Berikut beberapa poin perbandingan yang disampaikan oleh Vandiantara:
- Stabilitas Ekonomi: Tahun 1998 terjadi krisis moneter yang menurunkan nilai tukar Rupiah secara drastis; kini nilai tukar relatif stabil.
- Inflasi: Inflasi pada 1998 mencapai lebih dari 70%, sedangkan pada 2024 berada di kisaran 3-4%.
- Ketegangan Sosial: 1998 ditandai dengan aksi massa, pengeboman, dan kerusuhan; saat ini tidak ada indikasi serupa.
- Legitimasi Pemerintahan: Prabowo terpilih melalui proses demokratis yang diawasi oleh Komisi Pemilihan Umum, berbeda dengan transisi kekuasaan pada 1998 yang melibatkan tekanan militer.

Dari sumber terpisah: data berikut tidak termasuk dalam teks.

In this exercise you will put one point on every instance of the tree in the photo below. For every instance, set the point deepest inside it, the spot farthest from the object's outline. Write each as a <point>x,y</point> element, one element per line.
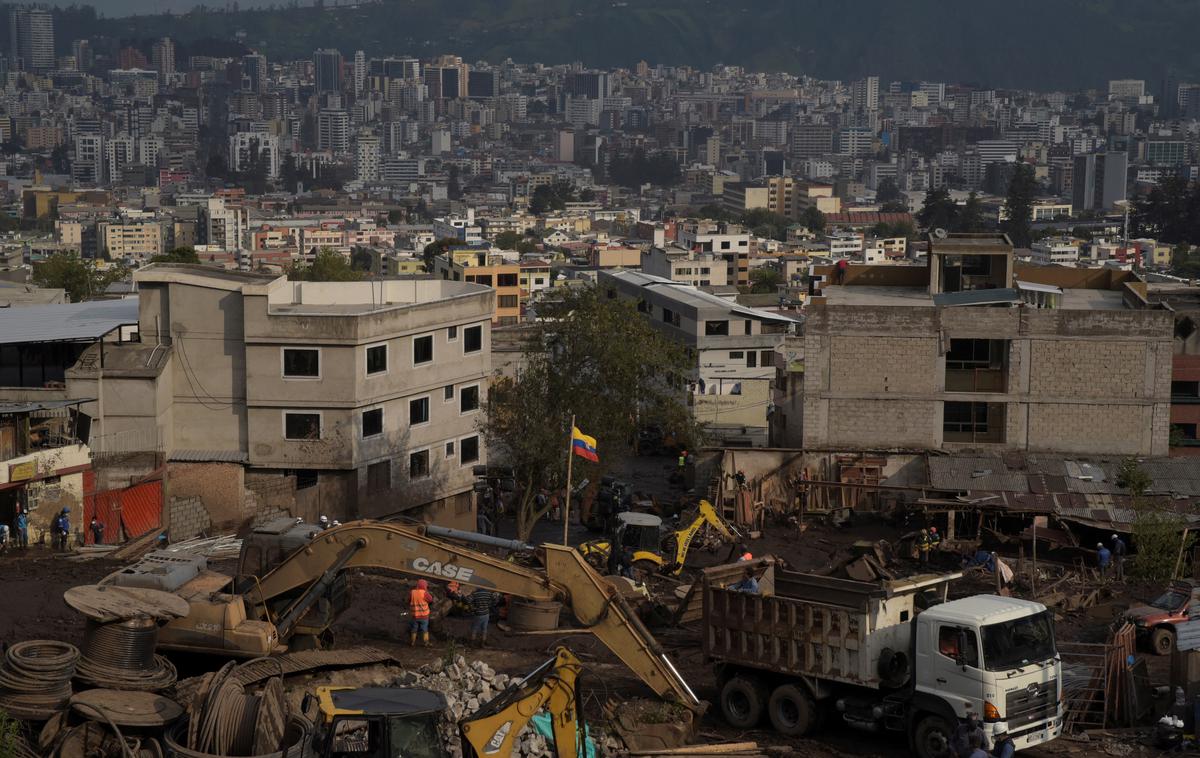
<point>813,220</point>
<point>600,360</point>
<point>970,216</point>
<point>82,278</point>
<point>939,211</point>
<point>1019,205</point>
<point>508,240</point>
<point>178,254</point>
<point>765,281</point>
<point>438,247</point>
<point>327,266</point>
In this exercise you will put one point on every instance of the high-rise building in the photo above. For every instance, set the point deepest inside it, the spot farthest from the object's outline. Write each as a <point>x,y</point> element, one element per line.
<point>162,55</point>
<point>31,40</point>
<point>327,66</point>
<point>360,72</point>
<point>1099,180</point>
<point>253,72</point>
<point>865,94</point>
<point>334,131</point>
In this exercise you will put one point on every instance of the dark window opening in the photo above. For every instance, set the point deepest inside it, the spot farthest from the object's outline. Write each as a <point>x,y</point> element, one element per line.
<point>423,349</point>
<point>298,362</point>
<point>372,422</point>
<point>301,426</point>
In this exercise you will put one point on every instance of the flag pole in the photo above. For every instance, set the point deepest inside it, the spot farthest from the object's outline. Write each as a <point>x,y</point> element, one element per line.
<point>567,497</point>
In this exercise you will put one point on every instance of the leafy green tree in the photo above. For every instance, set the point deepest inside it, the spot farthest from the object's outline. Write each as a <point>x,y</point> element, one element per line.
<point>939,211</point>
<point>508,240</point>
<point>435,248</point>
<point>178,254</point>
<point>82,278</point>
<point>327,266</point>
<point>1019,205</point>
<point>813,220</point>
<point>765,281</point>
<point>600,360</point>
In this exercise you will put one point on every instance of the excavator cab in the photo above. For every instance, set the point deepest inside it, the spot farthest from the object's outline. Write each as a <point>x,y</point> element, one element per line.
<point>378,722</point>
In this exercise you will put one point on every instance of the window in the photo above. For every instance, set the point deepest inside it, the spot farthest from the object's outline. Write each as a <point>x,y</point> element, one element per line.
<point>372,422</point>
<point>473,340</point>
<point>954,642</point>
<point>1186,390</point>
<point>468,398</point>
<point>419,464</point>
<point>468,450</point>
<point>301,362</point>
<point>423,349</point>
<point>419,410</point>
<point>306,479</point>
<point>301,426</point>
<point>377,359</point>
<point>379,476</point>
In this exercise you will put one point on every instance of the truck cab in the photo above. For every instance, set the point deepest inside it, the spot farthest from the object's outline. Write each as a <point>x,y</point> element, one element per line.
<point>993,656</point>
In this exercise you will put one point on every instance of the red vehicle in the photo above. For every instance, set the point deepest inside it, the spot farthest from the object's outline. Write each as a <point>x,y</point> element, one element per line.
<point>1156,621</point>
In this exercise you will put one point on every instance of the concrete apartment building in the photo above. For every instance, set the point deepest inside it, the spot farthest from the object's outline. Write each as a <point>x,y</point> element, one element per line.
<point>730,387</point>
<point>347,398</point>
<point>973,352</point>
<point>682,265</point>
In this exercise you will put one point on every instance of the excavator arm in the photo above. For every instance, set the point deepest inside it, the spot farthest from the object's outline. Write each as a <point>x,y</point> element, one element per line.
<point>495,727</point>
<point>407,549</point>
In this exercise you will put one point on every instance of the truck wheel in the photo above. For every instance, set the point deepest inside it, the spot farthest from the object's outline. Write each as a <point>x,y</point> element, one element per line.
<point>743,699</point>
<point>792,710</point>
<point>933,738</point>
<point>1162,641</point>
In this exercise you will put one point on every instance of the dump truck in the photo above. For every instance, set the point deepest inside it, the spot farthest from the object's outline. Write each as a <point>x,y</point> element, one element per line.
<point>892,655</point>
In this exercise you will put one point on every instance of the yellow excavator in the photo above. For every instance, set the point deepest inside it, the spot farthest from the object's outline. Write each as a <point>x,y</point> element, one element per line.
<point>641,533</point>
<point>402,722</point>
<point>258,615</point>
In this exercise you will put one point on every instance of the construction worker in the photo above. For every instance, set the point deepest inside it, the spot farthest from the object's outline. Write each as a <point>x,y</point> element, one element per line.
<point>481,603</point>
<point>1103,559</point>
<point>22,528</point>
<point>923,546</point>
<point>61,529</point>
<point>419,609</point>
<point>1119,553</point>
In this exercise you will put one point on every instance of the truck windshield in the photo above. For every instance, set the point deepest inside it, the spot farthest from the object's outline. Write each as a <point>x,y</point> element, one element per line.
<point>1018,643</point>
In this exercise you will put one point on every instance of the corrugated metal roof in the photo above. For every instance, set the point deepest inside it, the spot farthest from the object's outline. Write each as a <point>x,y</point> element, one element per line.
<point>66,322</point>
<point>208,456</point>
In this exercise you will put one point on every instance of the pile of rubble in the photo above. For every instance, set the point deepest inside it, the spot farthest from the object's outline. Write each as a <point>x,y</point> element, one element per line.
<point>467,686</point>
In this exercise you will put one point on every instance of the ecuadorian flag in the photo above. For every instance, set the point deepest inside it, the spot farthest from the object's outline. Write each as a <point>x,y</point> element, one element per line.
<point>583,445</point>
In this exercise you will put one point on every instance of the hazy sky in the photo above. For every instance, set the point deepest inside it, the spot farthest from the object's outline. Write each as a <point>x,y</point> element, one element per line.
<point>132,7</point>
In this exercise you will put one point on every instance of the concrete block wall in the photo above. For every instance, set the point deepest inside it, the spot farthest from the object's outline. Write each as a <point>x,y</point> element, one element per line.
<point>187,518</point>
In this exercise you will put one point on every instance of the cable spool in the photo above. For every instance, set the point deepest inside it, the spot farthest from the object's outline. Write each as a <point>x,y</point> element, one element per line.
<point>119,655</point>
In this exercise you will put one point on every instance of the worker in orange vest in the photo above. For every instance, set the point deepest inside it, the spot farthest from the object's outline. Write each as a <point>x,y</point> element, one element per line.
<point>419,608</point>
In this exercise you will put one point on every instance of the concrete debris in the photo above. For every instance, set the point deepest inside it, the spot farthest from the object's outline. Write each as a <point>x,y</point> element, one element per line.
<point>468,685</point>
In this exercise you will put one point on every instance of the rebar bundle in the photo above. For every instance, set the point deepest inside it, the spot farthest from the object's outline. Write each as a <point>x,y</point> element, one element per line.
<point>35,678</point>
<point>120,656</point>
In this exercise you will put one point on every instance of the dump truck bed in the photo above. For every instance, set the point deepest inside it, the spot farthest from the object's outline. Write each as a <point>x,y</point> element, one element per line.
<point>809,625</point>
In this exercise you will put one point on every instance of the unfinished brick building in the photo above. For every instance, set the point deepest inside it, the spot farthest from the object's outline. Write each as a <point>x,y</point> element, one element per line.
<point>973,352</point>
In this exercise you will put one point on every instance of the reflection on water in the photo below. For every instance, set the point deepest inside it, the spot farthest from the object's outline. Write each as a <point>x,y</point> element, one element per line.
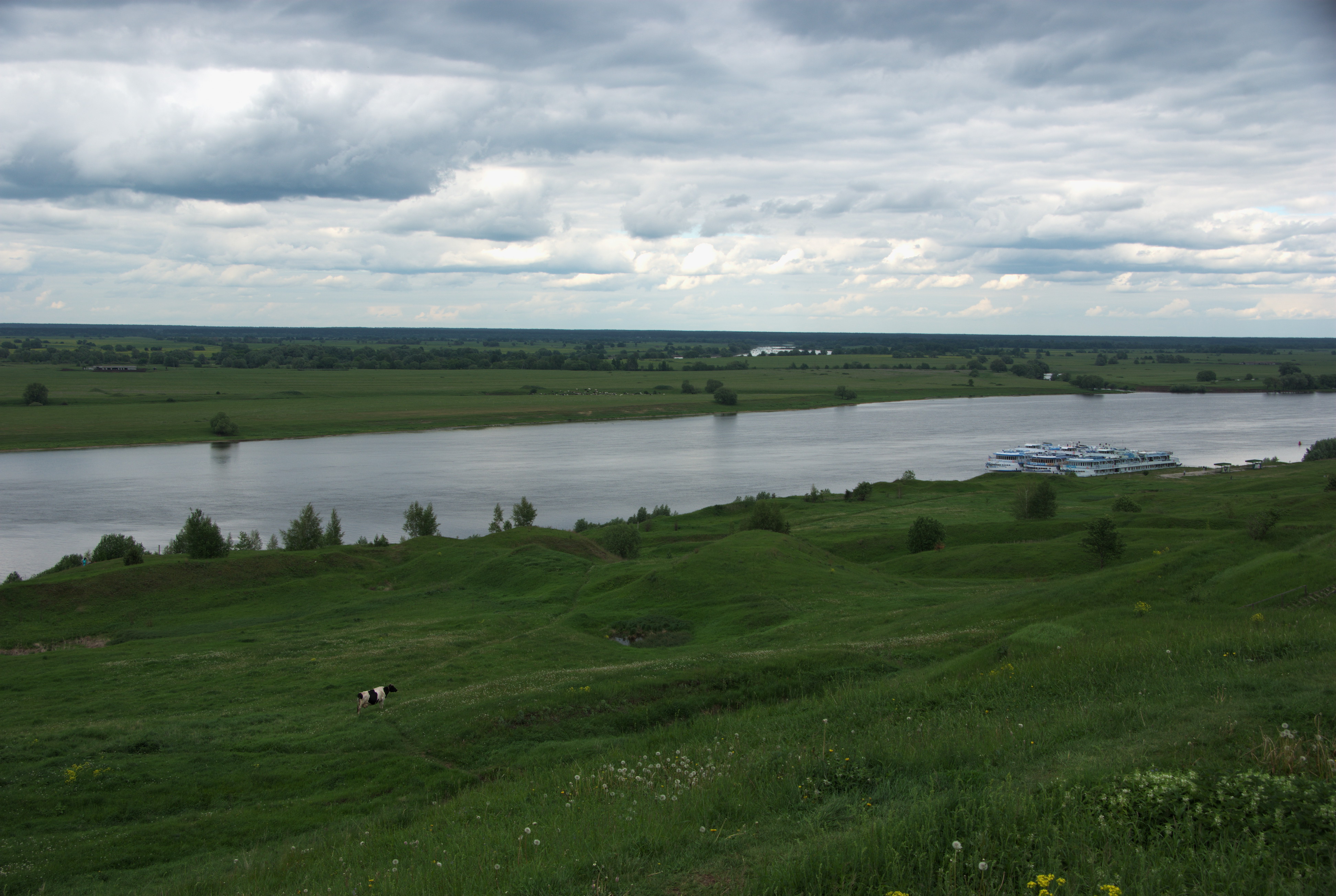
<point>59,503</point>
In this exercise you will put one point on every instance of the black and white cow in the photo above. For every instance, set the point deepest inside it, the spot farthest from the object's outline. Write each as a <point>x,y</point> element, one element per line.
<point>373,696</point>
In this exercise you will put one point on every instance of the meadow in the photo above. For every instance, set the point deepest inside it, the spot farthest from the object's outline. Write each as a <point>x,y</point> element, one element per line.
<point>177,404</point>
<point>833,715</point>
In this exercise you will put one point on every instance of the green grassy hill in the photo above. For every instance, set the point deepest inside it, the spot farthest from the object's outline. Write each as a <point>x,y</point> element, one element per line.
<point>825,712</point>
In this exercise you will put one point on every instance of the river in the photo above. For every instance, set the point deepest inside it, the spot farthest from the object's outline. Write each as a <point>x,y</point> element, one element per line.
<point>58,503</point>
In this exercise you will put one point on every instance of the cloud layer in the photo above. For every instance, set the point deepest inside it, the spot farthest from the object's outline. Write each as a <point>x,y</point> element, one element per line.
<point>781,165</point>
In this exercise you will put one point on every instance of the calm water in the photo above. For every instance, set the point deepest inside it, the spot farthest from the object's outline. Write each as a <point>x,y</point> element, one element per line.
<point>58,503</point>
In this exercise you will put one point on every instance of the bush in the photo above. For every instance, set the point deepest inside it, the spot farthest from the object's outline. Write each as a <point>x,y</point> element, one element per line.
<point>114,548</point>
<point>200,539</point>
<point>1036,500</point>
<point>222,425</point>
<point>307,532</point>
<point>767,516</point>
<point>421,521</point>
<point>1103,540</point>
<point>1322,450</point>
<point>1125,505</point>
<point>620,540</point>
<point>925,535</point>
<point>35,394</point>
<point>69,561</point>
<point>1260,524</point>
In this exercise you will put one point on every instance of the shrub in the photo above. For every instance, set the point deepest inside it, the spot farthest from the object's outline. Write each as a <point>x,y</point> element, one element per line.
<point>1125,505</point>
<point>1103,540</point>
<point>35,394</point>
<point>1036,501</point>
<point>925,535</point>
<point>1262,524</point>
<point>620,540</point>
<point>1322,450</point>
<point>200,539</point>
<point>307,532</point>
<point>421,521</point>
<point>222,425</point>
<point>114,547</point>
<point>69,561</point>
<point>769,516</point>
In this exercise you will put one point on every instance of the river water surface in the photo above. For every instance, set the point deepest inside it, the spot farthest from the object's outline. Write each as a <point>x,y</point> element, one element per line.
<point>58,503</point>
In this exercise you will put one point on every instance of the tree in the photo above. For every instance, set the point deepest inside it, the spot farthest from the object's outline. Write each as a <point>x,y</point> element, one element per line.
<point>1103,540</point>
<point>1125,505</point>
<point>1322,450</point>
<point>926,533</point>
<point>307,532</point>
<point>201,539</point>
<point>620,540</point>
<point>35,394</point>
<point>333,530</point>
<point>1036,501</point>
<point>113,547</point>
<point>767,516</point>
<point>222,425</point>
<point>523,513</point>
<point>420,521</point>
<point>1260,524</point>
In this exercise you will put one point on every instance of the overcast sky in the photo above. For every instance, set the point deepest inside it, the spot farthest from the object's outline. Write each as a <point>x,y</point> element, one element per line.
<point>785,165</point>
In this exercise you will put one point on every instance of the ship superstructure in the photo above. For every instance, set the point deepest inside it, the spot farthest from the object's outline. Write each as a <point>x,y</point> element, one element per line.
<point>1077,459</point>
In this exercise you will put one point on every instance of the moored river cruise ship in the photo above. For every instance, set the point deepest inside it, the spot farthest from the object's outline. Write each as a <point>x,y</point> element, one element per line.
<point>1079,459</point>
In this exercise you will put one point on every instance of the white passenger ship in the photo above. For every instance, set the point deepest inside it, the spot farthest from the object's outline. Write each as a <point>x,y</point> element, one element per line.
<point>1079,459</point>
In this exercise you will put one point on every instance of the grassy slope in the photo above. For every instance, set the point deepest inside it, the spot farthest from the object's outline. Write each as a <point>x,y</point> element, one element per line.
<point>849,708</point>
<point>174,405</point>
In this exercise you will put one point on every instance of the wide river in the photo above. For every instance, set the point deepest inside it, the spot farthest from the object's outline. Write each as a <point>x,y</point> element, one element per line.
<point>59,503</point>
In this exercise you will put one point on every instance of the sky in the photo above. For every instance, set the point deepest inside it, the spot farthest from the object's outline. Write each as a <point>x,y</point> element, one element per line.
<point>999,166</point>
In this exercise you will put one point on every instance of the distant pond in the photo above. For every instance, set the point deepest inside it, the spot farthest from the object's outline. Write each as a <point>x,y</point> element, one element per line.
<point>58,503</point>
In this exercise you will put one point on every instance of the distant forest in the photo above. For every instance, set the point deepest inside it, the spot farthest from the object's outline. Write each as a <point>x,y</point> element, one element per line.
<point>725,341</point>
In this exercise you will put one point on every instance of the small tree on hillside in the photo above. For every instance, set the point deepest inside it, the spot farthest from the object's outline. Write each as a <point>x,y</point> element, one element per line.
<point>926,533</point>
<point>619,539</point>
<point>1036,501</point>
<point>222,425</point>
<point>307,532</point>
<point>769,516</point>
<point>420,521</point>
<point>523,513</point>
<point>333,530</point>
<point>35,394</point>
<point>201,539</point>
<point>1103,540</point>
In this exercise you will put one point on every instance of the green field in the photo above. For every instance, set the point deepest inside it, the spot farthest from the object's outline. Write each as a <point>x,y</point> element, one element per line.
<point>827,714</point>
<point>176,404</point>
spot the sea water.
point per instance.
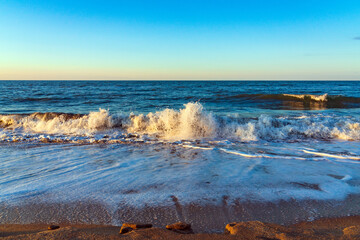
(138, 143)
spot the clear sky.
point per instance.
(222, 39)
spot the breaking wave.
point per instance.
(189, 123)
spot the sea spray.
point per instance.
(189, 123)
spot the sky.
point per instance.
(179, 40)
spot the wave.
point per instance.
(189, 123)
(300, 101)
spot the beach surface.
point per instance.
(326, 228)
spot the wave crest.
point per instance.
(189, 123)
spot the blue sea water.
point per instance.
(133, 142)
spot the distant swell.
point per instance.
(305, 101)
(189, 123)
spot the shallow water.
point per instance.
(198, 141)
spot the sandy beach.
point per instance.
(326, 228)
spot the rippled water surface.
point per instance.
(134, 142)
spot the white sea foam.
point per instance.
(319, 98)
(189, 123)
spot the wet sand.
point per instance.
(209, 218)
(327, 228)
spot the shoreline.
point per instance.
(325, 228)
(206, 218)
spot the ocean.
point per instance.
(141, 144)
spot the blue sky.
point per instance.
(180, 39)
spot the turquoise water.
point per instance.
(132, 143)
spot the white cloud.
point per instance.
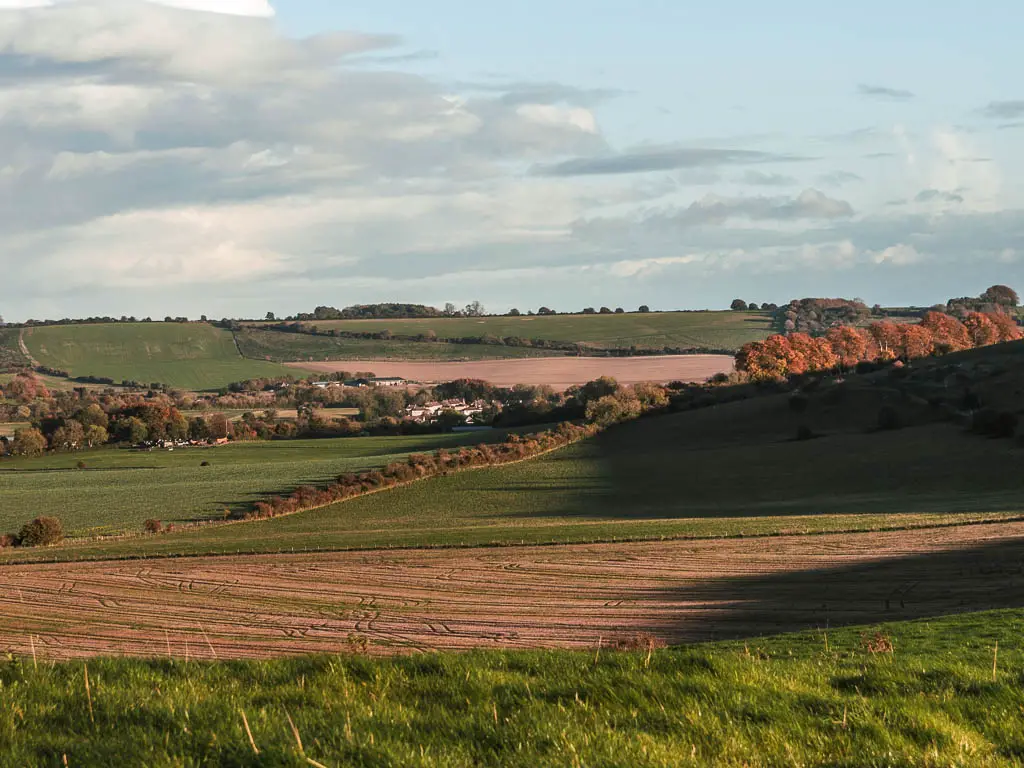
(230, 7)
(899, 255)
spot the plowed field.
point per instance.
(559, 373)
(567, 596)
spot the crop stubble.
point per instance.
(564, 596)
(559, 373)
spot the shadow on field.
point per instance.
(662, 469)
(919, 586)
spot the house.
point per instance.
(377, 382)
(431, 411)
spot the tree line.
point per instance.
(846, 346)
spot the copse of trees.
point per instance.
(606, 403)
(846, 346)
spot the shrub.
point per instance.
(889, 419)
(1000, 424)
(41, 531)
(804, 432)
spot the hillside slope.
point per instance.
(193, 355)
(721, 470)
(726, 330)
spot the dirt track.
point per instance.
(518, 597)
(559, 373)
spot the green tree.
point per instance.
(96, 435)
(135, 430)
(42, 531)
(29, 441)
(1003, 295)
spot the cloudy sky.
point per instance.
(229, 158)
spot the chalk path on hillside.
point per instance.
(559, 373)
(571, 596)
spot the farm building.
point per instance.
(377, 382)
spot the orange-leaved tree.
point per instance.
(948, 334)
(850, 344)
(981, 329)
(1006, 325)
(887, 338)
(817, 353)
(772, 358)
(916, 341)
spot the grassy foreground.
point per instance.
(193, 355)
(809, 699)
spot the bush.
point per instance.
(999, 424)
(42, 531)
(889, 419)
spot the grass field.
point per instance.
(687, 330)
(121, 488)
(10, 352)
(187, 355)
(288, 347)
(809, 699)
(718, 471)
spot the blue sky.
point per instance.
(168, 160)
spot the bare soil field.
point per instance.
(567, 596)
(559, 373)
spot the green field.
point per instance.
(193, 355)
(10, 352)
(121, 488)
(706, 330)
(7, 429)
(807, 699)
(718, 471)
(289, 347)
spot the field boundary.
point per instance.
(503, 545)
(25, 348)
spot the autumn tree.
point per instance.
(1006, 326)
(981, 330)
(650, 395)
(948, 334)
(817, 353)
(69, 436)
(1001, 295)
(916, 341)
(96, 435)
(850, 344)
(770, 359)
(887, 338)
(28, 441)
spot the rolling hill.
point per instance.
(721, 470)
(720, 330)
(193, 355)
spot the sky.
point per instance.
(230, 158)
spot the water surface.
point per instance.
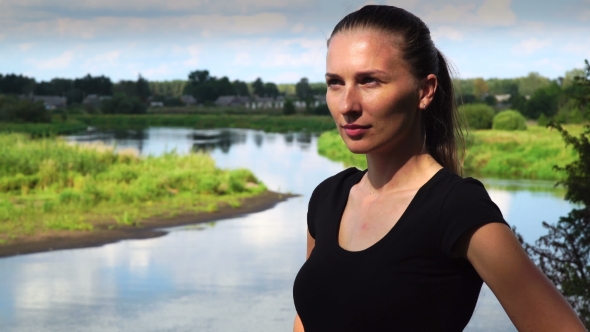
(231, 275)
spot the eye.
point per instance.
(369, 80)
(332, 82)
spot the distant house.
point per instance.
(50, 102)
(94, 100)
(502, 98)
(188, 99)
(231, 101)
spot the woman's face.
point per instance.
(372, 95)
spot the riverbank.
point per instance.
(49, 186)
(529, 154)
(103, 233)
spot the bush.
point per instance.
(478, 116)
(543, 121)
(288, 107)
(509, 120)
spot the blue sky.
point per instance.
(277, 40)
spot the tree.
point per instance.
(258, 87)
(16, 84)
(122, 104)
(271, 90)
(543, 101)
(98, 85)
(564, 253)
(481, 88)
(142, 88)
(288, 107)
(302, 89)
(531, 83)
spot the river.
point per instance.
(230, 275)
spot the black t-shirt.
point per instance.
(407, 281)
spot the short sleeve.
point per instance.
(467, 205)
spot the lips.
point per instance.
(355, 129)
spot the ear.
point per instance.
(427, 90)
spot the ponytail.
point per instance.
(441, 125)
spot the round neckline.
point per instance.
(342, 205)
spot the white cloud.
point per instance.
(582, 48)
(194, 52)
(496, 13)
(62, 61)
(530, 46)
(101, 62)
(119, 27)
(299, 27)
(147, 6)
(491, 13)
(405, 4)
(25, 47)
(242, 58)
(447, 32)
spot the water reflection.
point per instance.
(233, 275)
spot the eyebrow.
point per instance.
(359, 74)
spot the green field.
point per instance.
(529, 154)
(49, 185)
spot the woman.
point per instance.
(404, 245)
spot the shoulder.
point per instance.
(334, 182)
(465, 205)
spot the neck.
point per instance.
(403, 169)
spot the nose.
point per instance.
(349, 100)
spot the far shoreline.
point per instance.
(149, 228)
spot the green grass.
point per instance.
(498, 154)
(49, 185)
(269, 123)
(43, 129)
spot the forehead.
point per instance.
(364, 48)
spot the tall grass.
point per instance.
(490, 153)
(48, 184)
(43, 129)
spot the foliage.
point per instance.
(564, 253)
(16, 84)
(478, 116)
(48, 184)
(98, 85)
(174, 88)
(527, 154)
(139, 88)
(543, 121)
(288, 107)
(13, 109)
(509, 120)
(543, 101)
(266, 122)
(206, 88)
(122, 104)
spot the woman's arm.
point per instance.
(531, 301)
(298, 326)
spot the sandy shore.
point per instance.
(149, 228)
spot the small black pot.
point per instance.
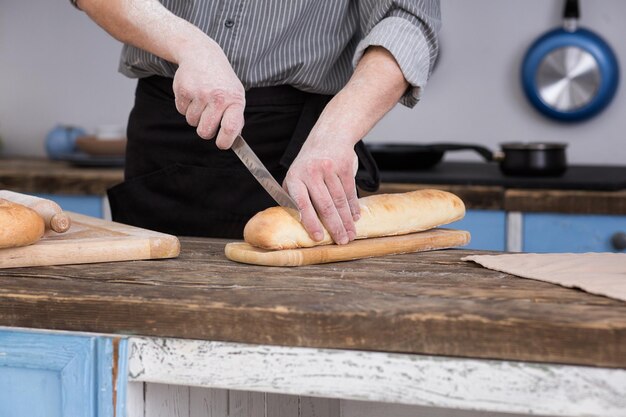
(515, 158)
(532, 159)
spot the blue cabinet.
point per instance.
(487, 228)
(90, 205)
(550, 232)
(49, 374)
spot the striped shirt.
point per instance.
(312, 45)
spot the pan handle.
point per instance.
(571, 14)
(481, 150)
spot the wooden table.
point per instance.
(423, 329)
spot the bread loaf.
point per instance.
(19, 225)
(381, 215)
(52, 214)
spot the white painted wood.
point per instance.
(246, 404)
(208, 402)
(135, 399)
(281, 405)
(164, 400)
(514, 231)
(488, 385)
(106, 208)
(319, 407)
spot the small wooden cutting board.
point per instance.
(358, 249)
(92, 240)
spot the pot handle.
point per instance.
(481, 150)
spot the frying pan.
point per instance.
(570, 73)
(514, 158)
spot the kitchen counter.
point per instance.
(426, 303)
(57, 177)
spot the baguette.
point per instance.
(19, 225)
(381, 215)
(53, 215)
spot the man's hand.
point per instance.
(321, 178)
(210, 96)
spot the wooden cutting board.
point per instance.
(358, 249)
(92, 240)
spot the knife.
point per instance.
(262, 175)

Vandiantara juga mengingatkan bahwa narasi pemakzulan dapat menurunkan kepercayaan publik terhadap institusi negara jika tidak didukung oleh bukti kuat. Ia menekankan pentingnya dialog konstruktif antara pemerintah dan oposisi, serta mengedepankan solusi berbasis kebijakan ekonomi yang inklusif.
Secara keseluruhan, ekonom Muhammadiyah menilai bahwa perbandingan dengan situasi 1998 tidak hanya tidak tepat, tetapi juga berpotensi menimbulkan ketegangan yang tidak produktif bagi bangsa.